The coalition named “Compete America” points out that the increase in the number of H-1B visas being held up by the country’s immigration organization has been significant and also alleged USCIS of “acting outside of its own regulations.”
The letter, which was addressed to Kirstjen Nielsen, Secretary of U.S. Department of Homeland Security, L. Francis, Cissna Director of U.S. Citizenship and Immigration Services, George Fishman Deputy General Counsel of U.S. Department of Homeland Security and Craig Symons, Chief Counsel of U.S. Citizenship and Immigration Services, urges the council members to “reevaluate the Trump administration’s unprecedented use of sub-regulatory actions to change policy governing the high-skilled immigration system.”

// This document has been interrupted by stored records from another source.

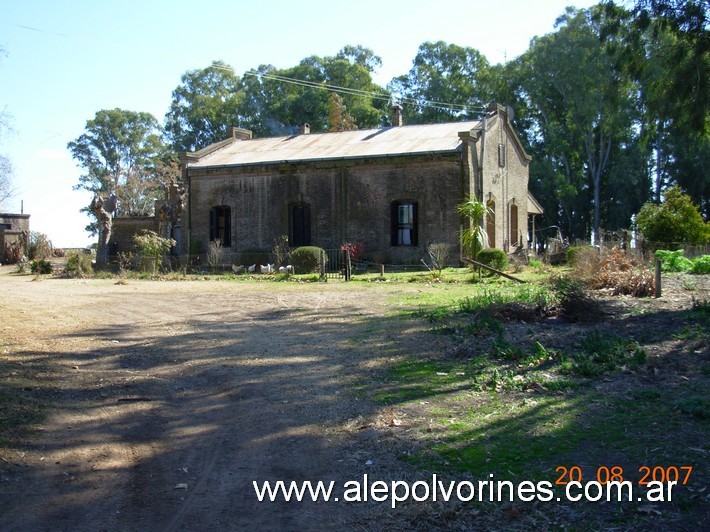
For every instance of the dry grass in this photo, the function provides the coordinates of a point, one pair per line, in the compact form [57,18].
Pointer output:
[614,270]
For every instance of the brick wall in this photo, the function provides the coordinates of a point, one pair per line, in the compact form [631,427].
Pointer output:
[350,202]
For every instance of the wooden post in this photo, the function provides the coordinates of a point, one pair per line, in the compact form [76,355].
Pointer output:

The letter says that the coalition has observed several inconsistencies which may occur with the new regulations of H-1B visas, issued by the USCIS.
The H-1B is one of the most sought visas which lets U.S. companies to hire highly skilled foreign workers to work for the company. Indians are one of the highest applicants of H-1B visa, an earlier report said.
The letter, talking about the trouble that H-1B visa holders faced while going through a number of H-1B visa rule variations, stated, “We have observed three changes in H-1B adjudication practices under the current administration that seem to permeate most of the increased H-1B adjudication inconsistencies experienced by employers. Individuals who are in long green card backlogs and have held valid H-1B status for a decade or longer now subject to ambiguity and, consequently, possible denials, necessitating they depart the country and abandon their quest for lawful permanent resident status.”
Further the letter points out that under the new regulations, “An employer requesting an extension of H-1B status for a foreign-born engineer that has held H-1B status with that employer in the same position for five years might receive a denial without the benefit of an RFE because the agency no longer has to provide deference to its prior decisions or afford the petitioner an opportunity to provide evidence if the adjudicator believes that the agency’s current view on H-1B specialty occupation disqualifies the beneficiary.”
On the other hand, White House Deputy Chief of Staff for Policy Coordination Chris Liddell said that the president wants to refurbish old H-1B policies to attract more highly skilled foreign workers, Washington Post reported.